No matter whether paying for logs or harvesting it yourself, the best time to get it is one year earlier than you intend on burning it. Unseasoned logs burn inadequately and make soot to accumulate in one’s chimney, which sooner or later will cause a chimney fire. Give green firewood a chance to dry by stacking it in a sheltered position that gets sufficient ventilation. Store the firewood in an outbuilding with a waterproof covering and wide open walls. It’s all set once you can detect cracks extending from the middle on the end of each log.
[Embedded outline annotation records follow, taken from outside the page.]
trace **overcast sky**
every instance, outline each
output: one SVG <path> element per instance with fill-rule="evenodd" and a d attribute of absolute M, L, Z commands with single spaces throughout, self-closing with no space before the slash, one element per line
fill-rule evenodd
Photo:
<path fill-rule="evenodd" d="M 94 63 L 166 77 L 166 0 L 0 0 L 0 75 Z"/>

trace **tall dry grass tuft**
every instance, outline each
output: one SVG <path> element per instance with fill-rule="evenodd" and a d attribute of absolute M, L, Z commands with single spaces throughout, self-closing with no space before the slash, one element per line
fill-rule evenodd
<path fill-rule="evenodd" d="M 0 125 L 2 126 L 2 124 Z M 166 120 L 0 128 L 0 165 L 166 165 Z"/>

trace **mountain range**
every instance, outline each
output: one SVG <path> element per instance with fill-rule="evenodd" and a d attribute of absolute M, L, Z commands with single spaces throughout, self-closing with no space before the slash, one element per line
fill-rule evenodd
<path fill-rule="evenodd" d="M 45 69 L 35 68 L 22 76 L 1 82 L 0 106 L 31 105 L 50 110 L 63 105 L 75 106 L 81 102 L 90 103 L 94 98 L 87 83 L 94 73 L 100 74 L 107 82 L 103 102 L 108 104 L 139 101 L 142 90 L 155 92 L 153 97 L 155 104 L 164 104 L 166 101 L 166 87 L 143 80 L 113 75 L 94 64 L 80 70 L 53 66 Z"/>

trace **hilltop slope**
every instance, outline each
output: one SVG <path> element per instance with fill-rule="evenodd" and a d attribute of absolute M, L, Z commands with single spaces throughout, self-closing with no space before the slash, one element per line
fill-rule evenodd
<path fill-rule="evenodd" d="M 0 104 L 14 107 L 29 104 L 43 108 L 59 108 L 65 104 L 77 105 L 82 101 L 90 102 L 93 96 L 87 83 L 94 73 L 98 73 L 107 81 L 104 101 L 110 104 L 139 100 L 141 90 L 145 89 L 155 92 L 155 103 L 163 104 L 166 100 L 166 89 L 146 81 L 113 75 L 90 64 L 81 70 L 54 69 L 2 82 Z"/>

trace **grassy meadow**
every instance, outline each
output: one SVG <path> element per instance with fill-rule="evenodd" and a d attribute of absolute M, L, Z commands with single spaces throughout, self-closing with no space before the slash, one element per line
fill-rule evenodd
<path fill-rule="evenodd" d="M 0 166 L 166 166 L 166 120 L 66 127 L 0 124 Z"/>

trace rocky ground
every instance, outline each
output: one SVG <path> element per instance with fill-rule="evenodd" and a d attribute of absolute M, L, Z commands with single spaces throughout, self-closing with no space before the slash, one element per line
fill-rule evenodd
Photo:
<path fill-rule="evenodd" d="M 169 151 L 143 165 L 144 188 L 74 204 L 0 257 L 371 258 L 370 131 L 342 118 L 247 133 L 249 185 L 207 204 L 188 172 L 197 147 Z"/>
An additional pro of getting your firewood early while it’s still green is that newly cut wood is less difficult to split than old wood. Even if you’re splitting it with a hydraulic splitter, the activity goes easier with green firewood. If you’re purchasing logs rather than getting it in yourself, you’ll pay less for uncured, whole firewood than you’ll pay for cured, split logs.
Hardwood is traditionally considered better-quality than softwood as a fuel choice, but in some places it’s unavailable. All firewood has approximately an identical amount of heat per pound. The difference between tree varieties is their weight. One chunk of hardwood weighs nearly two times as much as a piece of softwood, so it takes twice as much softwood to produce the same amount of heat. Examples of hardwood species are ironwood and yellow birch. Softwood varieties include white birch and conifers.
Wood for heating is normally offered for sale in “face cords,” which is four by four feet when piled. Stick length ought to be about 16 inches. If they’re much smaller, you’re getting shortchanged; if they’re bigger, they might not fit in your woodstove or fireplace.
Regarding creosote, burning softwood varieties like poplar and birch won’t create soot any sooner than hardwood if dry. However, pines are very inadequate firewood.
Buying wood requires a “buyer beware” mind-set. Most firewood sellers are scrupulous persons, but not all of them. We’ve learned to take a viewpoint of, “trust but verify,” and explore what’s included in the pile of logs we’re shopping for. We don’t mind buying softwood varieties, but in view of the fact that we should have a larger amount of it to produce the same result of warmth as hardwood, we demand to pay a smaller amount of money for a batch.